Politik : Yossi Katz soll Israel als Botschafter in Berlin vertreten

Charles A. Landsmann

Israel und Deutschland tauschen Parlamentarier aus - als neue Botschafter. Die israelische Regierung hat am Dienstag nach langen Wirren den Arbeitspartei-Abgeordneten Yossi Katz zum neuen Botschafter in Berlin ernannt, der SPD-Sozialexperte Rudolf Dressler - so pfeiffen es die Spatzen von den Dächern - soll Deutschland in Tel Aviv vertreten.

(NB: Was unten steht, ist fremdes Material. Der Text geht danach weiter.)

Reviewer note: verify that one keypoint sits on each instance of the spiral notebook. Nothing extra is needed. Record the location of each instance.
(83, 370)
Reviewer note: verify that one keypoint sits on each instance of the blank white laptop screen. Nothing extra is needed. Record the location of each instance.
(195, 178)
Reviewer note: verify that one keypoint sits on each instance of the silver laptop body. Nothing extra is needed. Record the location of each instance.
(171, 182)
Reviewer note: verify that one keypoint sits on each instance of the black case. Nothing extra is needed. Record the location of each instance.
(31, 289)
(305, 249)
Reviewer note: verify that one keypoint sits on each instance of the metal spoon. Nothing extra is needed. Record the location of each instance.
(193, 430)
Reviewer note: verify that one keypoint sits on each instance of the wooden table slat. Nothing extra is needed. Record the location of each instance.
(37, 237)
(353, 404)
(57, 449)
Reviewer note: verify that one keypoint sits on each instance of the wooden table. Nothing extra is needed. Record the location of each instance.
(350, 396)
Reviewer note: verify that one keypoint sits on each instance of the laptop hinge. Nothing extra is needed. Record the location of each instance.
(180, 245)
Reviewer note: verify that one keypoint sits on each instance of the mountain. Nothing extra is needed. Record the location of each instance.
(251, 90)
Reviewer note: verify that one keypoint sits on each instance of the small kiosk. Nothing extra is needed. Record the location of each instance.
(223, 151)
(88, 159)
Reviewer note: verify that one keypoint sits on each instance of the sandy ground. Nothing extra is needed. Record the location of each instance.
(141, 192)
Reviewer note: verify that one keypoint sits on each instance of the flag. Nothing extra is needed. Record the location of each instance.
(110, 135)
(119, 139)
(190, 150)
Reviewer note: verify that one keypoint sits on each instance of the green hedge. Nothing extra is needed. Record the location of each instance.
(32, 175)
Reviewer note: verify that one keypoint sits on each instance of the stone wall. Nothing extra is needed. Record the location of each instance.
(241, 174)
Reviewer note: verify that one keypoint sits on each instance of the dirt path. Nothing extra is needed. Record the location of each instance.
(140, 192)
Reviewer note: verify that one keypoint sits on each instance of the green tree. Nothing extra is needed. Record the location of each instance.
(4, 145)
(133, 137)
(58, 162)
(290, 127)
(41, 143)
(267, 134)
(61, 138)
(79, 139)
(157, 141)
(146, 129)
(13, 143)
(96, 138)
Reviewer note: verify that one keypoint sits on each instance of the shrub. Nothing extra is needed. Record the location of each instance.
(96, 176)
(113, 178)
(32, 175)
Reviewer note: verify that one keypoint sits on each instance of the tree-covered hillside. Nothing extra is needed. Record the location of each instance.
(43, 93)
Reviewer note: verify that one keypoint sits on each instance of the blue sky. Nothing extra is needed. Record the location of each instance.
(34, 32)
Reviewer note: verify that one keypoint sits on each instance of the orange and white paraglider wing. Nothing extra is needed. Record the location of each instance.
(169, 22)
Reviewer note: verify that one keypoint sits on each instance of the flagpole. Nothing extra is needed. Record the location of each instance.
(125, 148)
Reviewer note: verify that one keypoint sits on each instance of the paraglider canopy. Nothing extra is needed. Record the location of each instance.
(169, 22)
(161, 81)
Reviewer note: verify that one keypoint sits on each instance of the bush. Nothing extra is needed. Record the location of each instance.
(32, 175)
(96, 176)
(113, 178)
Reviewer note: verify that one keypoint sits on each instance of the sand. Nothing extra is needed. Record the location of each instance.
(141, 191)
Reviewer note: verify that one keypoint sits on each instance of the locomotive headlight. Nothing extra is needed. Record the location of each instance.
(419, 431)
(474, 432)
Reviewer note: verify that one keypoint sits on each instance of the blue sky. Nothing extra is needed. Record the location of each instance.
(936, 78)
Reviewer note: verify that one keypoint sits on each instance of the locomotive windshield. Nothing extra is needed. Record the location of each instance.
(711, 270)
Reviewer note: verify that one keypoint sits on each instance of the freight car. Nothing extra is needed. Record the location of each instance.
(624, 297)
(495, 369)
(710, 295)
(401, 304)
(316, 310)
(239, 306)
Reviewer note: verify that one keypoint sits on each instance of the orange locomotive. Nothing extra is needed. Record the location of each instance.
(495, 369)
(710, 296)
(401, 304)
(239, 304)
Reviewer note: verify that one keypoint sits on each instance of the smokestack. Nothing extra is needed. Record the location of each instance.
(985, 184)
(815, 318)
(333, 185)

Doch noch ist nicht sicher, dass der israelische Jurist auch tatsächlich seinen "Traumjob" an der Spree antreten wird. Das Oberste Gericht in Jerusalem könnte dies noch verhindern. Katz ist von der Jerusalemer Regierung auf ausdrücklichen Wunsch von Ministerpräsident Ehud Barak und Aussenminister David Levy ernannt worden, der entsprechende Beschluss der Bundesregierung in Bezug auf Dressler steht noch aus. Sie werden beide in die Fußstapfen zweier ausserordentlich erfolgreicher Berufsdiplomaten treten: Avi Primor hatte in Bonn und Berlin höchstes Ansehen genossen, als er vor einem Dreivierteljahr in seine Heimat zurückkehrte als Vizepräsident der Universität Tel Aviv, von Otto Wallau lässt sich nach fast vierjähriger Amtszeit in Bezug auf sein Renommée Ähnliches sagen.

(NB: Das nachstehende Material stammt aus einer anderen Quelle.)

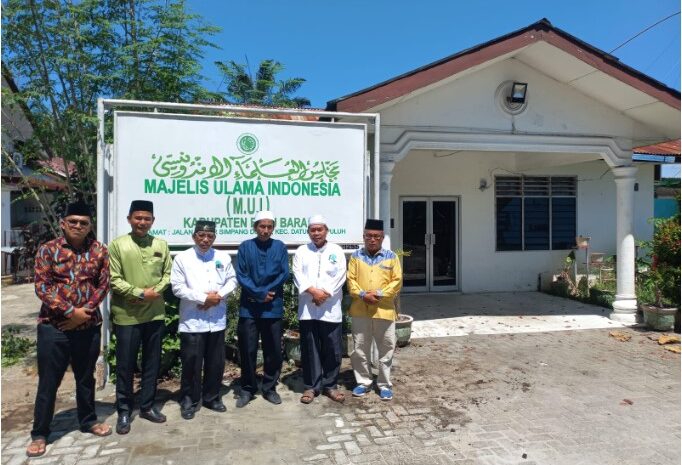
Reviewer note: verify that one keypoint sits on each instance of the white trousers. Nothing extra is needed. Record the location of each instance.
(382, 332)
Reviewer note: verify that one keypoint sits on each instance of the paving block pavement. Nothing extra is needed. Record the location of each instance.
(570, 397)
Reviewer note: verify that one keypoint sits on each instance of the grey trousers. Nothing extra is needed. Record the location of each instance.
(366, 330)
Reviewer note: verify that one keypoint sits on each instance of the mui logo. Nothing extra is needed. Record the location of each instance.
(247, 143)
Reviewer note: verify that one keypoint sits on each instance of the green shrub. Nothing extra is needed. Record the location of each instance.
(14, 347)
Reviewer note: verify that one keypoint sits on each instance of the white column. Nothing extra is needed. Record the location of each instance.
(625, 305)
(386, 174)
(6, 216)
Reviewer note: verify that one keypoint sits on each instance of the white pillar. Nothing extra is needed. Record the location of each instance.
(6, 216)
(625, 304)
(386, 174)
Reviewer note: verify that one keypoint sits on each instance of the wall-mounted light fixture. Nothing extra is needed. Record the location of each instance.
(518, 92)
(512, 97)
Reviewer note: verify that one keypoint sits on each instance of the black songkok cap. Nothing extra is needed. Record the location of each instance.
(374, 225)
(141, 206)
(78, 208)
(203, 225)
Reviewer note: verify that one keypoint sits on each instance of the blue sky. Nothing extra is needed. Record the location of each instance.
(340, 47)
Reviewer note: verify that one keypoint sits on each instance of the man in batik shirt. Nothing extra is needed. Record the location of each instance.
(71, 280)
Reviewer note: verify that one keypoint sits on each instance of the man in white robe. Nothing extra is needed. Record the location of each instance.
(202, 277)
(319, 274)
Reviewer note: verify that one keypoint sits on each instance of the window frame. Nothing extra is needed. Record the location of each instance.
(523, 195)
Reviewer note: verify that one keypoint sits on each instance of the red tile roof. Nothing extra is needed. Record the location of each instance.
(672, 147)
(542, 30)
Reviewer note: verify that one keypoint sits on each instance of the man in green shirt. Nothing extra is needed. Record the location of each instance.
(140, 267)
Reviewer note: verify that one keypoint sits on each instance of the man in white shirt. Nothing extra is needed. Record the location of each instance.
(202, 277)
(319, 274)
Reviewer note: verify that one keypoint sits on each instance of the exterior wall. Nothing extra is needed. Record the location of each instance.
(427, 173)
(468, 104)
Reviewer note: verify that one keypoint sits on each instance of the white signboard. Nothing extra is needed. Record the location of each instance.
(227, 169)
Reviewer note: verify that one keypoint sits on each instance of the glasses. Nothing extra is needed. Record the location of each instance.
(75, 223)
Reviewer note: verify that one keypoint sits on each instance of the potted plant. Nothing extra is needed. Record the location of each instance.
(403, 325)
(292, 336)
(659, 304)
(659, 287)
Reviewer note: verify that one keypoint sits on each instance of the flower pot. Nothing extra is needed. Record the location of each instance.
(232, 353)
(659, 318)
(559, 288)
(292, 346)
(403, 329)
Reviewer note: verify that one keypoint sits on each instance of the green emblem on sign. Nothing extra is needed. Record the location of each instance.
(247, 143)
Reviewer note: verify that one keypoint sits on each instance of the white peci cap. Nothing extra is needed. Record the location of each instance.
(317, 219)
(264, 215)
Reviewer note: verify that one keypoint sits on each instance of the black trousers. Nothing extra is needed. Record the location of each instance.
(270, 332)
(320, 354)
(197, 351)
(55, 350)
(128, 341)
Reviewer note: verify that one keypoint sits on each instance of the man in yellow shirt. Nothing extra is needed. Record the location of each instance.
(374, 279)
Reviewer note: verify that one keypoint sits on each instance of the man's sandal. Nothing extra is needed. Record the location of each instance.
(335, 395)
(36, 448)
(308, 396)
(100, 429)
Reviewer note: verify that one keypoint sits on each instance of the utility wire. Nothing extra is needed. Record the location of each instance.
(644, 30)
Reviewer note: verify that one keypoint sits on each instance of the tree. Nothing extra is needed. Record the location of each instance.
(263, 88)
(65, 54)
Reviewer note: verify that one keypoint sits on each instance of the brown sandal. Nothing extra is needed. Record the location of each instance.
(36, 448)
(308, 396)
(100, 429)
(335, 395)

Yossi Katz darf gestrost als Hinterbänkler bezeichnet werden, allerdings ein sehr aktiver und zuweilen recht unkonventioneller: Ein Querdenker, der der Knesset gut anstand. Kein Wunder aber deshalb auch, dass bei der Regierungsbildung niemand auch nur die Idee vorbrachte, der heute 51-jährige Katz könnte nach zwei Perioden als Abgeordneter zum Minister ernannt werden. Doch weil der kleingewachsene Repräsentant von Haifa bei aller Loyalität durchaus nicht als blinder Gefolgsmann von Barak gilt, könnte er sehr wohl von diesem für den Berliner Posten ausgewählt worden sein, um Platz zu machen für Nachrückende und auch um einen Unsicherheitsfaktor auf dem linken Parteiflügel loszuwerden.

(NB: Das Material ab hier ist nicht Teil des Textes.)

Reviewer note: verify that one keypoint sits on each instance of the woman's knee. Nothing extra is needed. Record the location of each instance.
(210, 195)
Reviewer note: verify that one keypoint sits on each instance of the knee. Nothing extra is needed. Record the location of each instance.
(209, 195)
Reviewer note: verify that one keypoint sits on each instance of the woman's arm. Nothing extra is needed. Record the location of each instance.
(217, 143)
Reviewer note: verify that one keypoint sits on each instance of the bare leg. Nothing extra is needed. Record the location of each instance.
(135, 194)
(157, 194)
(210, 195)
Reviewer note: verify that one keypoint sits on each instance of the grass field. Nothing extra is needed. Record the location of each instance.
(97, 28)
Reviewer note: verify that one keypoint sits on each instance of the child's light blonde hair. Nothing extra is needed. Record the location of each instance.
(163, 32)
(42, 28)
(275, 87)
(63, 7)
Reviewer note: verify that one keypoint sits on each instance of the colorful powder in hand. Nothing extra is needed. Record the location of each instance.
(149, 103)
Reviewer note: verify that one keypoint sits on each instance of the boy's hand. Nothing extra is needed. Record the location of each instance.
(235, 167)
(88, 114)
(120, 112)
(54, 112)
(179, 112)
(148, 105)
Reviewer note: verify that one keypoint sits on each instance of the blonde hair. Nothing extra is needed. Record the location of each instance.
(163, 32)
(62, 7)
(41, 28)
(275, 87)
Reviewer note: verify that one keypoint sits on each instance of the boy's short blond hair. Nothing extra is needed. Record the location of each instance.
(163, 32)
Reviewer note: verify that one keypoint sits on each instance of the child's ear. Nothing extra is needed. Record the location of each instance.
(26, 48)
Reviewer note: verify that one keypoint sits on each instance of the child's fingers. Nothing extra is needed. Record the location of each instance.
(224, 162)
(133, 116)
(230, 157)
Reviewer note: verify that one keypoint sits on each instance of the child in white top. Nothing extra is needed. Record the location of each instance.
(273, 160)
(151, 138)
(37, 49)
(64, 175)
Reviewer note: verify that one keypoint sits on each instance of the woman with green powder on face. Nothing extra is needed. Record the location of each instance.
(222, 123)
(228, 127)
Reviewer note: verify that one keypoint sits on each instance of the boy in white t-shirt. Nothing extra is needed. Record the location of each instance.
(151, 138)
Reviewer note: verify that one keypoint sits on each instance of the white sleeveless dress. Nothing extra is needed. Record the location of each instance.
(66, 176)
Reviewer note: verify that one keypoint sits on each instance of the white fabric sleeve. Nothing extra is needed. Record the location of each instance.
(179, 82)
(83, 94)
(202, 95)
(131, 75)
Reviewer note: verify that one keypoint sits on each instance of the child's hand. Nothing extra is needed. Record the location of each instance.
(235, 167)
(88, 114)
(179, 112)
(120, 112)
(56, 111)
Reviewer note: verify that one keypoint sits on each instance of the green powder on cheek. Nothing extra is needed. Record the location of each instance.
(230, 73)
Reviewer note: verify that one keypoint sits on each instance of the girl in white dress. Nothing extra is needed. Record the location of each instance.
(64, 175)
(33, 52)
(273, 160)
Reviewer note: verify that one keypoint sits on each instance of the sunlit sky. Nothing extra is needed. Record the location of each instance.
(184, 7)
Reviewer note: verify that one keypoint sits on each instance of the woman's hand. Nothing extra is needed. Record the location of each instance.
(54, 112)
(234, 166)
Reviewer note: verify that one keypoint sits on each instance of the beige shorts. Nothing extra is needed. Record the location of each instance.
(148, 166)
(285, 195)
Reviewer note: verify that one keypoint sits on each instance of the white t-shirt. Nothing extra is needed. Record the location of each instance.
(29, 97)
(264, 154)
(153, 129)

Tatsächlich hat Katz sich vor allem seit den letzten Wahlen als Schlachter von heiligen Kühen der israelischen Politik hervorgetan. Er besuchte den verfemten Atomspion Mordechai Vanunu in der Haft, machte Israel für das palästinensische Flüchtlingsproblem mitverantwortlich und könnte sich durchaus vorstellen, dass man auf ein paar arabische Stadtviertel "der für alle Ewigkeiten vereinigten Hauptstadt" Jerusalem zugunsten der Palästinenser verzichten sollte.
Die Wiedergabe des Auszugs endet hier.